Yahya Abdul-Mateen II as Bobby Seale in "The Trial of the Chicago 7." (Netflix/Niko Tavernise)

Yahya Abdul-Mateen II as Bobby Seale in "The Trial of the Chicago 7." (Netflix/Niko Tavernise)

Most egregiously, his refusal to allow Seale to postpone the trial when his attorney Charles Garry become ill or, in lieu of that, represent himself, led to the defendant's outbursts, which prompted the magistrate to bound and gag him. Hoffman eventually severed Seale's trial from the others, and he was granted a mistrial.

After five months, all were cleared of the conspiracy charges but five were guilty of inciting a riot, with all charges reversed on appeal in 1972.

But the director seems too close to his film to see what's wrong with it. It skips over the protests to the trial. As the narrative leaps forward, viewers who don't know the history will be lost. Limited flashbacks don't necessarily clarify our understanding and occasionally mislead.

In any historical drama, screenwriters typically take some liberties with what actually happened. But Sorkin's egregious omissions and what he gets wrong fundamentally mar "The Trial of the Chicago 7."

The film occasionally displays the outlandish antics and righteous outbursts, which characterized the accused's behavior during the trial. For instance, if tepidly, the filmmakers recreate Rubin and Hoffman showing up in court wearing judicial robes. For most part, however, the defendants sit passively, decorously by as they await their fate.

But it wasn't that way.

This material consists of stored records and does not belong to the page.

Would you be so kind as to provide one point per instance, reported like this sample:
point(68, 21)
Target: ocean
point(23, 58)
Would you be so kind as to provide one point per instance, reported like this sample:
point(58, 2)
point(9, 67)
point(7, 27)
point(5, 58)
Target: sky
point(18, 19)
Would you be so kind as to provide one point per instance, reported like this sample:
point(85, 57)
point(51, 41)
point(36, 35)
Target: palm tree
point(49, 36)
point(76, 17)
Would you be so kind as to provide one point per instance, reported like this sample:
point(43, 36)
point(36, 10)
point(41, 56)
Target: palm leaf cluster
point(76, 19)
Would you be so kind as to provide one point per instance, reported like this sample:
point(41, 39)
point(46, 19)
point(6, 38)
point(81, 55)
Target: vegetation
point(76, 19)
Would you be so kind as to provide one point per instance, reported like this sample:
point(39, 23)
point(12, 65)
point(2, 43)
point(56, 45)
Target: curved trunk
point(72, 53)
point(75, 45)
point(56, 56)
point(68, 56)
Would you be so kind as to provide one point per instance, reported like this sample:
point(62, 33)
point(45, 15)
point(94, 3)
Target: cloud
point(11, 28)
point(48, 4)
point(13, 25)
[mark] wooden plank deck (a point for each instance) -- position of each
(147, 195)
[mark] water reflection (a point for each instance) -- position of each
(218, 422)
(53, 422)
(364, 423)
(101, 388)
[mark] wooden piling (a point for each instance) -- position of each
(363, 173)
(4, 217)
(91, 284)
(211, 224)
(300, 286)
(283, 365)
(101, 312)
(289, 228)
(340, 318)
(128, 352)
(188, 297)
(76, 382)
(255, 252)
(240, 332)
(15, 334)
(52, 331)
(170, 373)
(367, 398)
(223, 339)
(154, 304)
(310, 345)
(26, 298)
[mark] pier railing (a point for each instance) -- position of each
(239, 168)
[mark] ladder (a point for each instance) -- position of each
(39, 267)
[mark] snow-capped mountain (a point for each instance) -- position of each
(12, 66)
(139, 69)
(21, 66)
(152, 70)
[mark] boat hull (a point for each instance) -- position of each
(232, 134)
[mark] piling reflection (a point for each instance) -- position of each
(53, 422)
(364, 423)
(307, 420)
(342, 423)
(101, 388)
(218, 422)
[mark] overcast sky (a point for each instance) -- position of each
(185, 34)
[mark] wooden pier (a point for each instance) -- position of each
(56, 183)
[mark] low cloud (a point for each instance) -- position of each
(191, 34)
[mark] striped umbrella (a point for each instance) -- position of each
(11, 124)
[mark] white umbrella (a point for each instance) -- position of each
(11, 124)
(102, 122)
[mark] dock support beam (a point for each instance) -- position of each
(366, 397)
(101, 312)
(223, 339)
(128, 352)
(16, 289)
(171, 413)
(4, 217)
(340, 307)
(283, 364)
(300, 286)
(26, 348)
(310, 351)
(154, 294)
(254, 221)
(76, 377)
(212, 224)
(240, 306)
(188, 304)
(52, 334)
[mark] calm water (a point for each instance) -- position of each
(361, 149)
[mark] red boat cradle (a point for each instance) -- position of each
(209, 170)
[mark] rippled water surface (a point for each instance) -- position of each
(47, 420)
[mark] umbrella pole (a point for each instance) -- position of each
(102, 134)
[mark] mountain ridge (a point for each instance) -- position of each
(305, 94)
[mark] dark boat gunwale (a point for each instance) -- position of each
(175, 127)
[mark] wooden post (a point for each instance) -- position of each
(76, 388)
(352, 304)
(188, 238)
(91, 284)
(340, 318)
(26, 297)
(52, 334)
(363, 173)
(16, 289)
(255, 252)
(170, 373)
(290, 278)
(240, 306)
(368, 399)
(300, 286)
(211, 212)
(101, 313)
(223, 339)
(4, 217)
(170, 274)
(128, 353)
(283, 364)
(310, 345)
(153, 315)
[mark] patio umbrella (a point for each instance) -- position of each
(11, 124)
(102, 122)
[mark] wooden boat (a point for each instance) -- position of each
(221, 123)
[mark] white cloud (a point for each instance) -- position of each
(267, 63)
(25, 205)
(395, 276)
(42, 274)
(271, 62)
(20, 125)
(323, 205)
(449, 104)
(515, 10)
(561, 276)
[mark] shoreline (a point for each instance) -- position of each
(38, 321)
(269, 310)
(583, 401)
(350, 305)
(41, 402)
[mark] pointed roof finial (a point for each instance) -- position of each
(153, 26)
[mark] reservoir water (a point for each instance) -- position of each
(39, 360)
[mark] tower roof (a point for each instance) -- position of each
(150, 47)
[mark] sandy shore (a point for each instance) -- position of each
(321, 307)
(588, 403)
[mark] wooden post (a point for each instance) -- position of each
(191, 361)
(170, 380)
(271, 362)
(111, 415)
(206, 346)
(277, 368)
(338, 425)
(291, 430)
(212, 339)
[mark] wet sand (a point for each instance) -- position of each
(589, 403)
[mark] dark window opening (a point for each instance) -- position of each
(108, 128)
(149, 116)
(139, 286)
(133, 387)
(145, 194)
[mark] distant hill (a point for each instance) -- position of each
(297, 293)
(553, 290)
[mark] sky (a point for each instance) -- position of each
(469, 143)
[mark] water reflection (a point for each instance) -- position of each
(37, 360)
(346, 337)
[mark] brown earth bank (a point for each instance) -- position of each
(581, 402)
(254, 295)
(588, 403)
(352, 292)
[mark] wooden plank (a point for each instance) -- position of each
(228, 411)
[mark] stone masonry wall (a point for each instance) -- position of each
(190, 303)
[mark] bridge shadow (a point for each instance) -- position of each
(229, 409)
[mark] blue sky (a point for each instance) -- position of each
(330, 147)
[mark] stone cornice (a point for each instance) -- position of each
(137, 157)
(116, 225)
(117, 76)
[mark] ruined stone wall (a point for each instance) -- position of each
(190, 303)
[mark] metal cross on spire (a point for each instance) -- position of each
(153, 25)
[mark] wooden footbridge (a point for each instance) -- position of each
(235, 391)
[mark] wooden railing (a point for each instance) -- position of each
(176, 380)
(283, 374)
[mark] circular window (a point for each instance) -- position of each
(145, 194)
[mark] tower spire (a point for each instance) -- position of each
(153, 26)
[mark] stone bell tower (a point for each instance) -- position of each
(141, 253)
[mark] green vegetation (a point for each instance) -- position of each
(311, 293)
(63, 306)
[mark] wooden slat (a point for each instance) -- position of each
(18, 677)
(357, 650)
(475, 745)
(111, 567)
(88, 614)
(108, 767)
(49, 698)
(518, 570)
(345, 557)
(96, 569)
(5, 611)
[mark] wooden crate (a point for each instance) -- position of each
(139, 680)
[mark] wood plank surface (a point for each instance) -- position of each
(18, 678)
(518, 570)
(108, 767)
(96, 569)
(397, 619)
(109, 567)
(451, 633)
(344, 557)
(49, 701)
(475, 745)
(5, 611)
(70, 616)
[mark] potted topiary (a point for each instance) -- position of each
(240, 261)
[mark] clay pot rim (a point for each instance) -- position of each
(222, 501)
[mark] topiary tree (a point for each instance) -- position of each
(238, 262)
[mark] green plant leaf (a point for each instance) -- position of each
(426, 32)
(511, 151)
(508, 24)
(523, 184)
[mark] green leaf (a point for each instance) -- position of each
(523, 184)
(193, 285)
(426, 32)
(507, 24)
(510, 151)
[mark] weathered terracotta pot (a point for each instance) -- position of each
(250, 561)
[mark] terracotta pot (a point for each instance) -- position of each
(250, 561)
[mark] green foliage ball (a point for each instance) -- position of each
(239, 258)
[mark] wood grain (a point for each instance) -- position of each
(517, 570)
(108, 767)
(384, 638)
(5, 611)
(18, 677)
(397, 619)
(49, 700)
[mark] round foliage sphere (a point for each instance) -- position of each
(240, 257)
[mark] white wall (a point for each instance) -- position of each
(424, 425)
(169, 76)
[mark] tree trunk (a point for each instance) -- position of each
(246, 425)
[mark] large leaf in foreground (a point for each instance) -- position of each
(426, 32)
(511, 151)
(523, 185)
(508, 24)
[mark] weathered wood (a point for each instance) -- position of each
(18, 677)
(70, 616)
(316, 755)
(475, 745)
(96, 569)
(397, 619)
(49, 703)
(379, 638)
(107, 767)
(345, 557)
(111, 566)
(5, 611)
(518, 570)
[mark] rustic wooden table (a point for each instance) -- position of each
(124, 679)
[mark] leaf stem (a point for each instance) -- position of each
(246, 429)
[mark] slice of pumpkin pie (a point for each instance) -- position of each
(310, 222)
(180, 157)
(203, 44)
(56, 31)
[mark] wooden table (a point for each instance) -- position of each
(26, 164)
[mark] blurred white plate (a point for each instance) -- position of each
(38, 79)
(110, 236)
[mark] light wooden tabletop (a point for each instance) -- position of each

They slept, read newspapers, ate, joked and conducted running commentary, with Rubin once doing a headstand on the defense table. He and others referred to the judge as Hitler and a Nazi while Hoffman regularly called his namesake Julie.

Far from being passive, the accused were cited close to 90 times for contempt. Sorkin fabricates a story about Dellinger punching a marshal, which a committed pacifist wouldn't do. According to a Feb. 15, 1970, New York Times account, when Dellinger said, "This court is in contempt of human life, dignity and justice," two marshals pushed him into his chair.

His 22-year-old daughter Natasha shouted, "Right on." Marshals rushed her, and she kicked one, setting off a brawl between the accused, their lawyers and spectators. "The Trial of the Chicago 7" would have worked much better if Sorkin showed us just how wild and colorful and vivid the trial was. Sorkin's deficient history doesn't add to our understanding of critical issues confronting us.

Through its fabricated, manipulative and unearned ending, "The Trial of the Chicago 7" massively disappoints.

[Chris Byrd frequently reviews books, films and TV shows for Catholic publications.]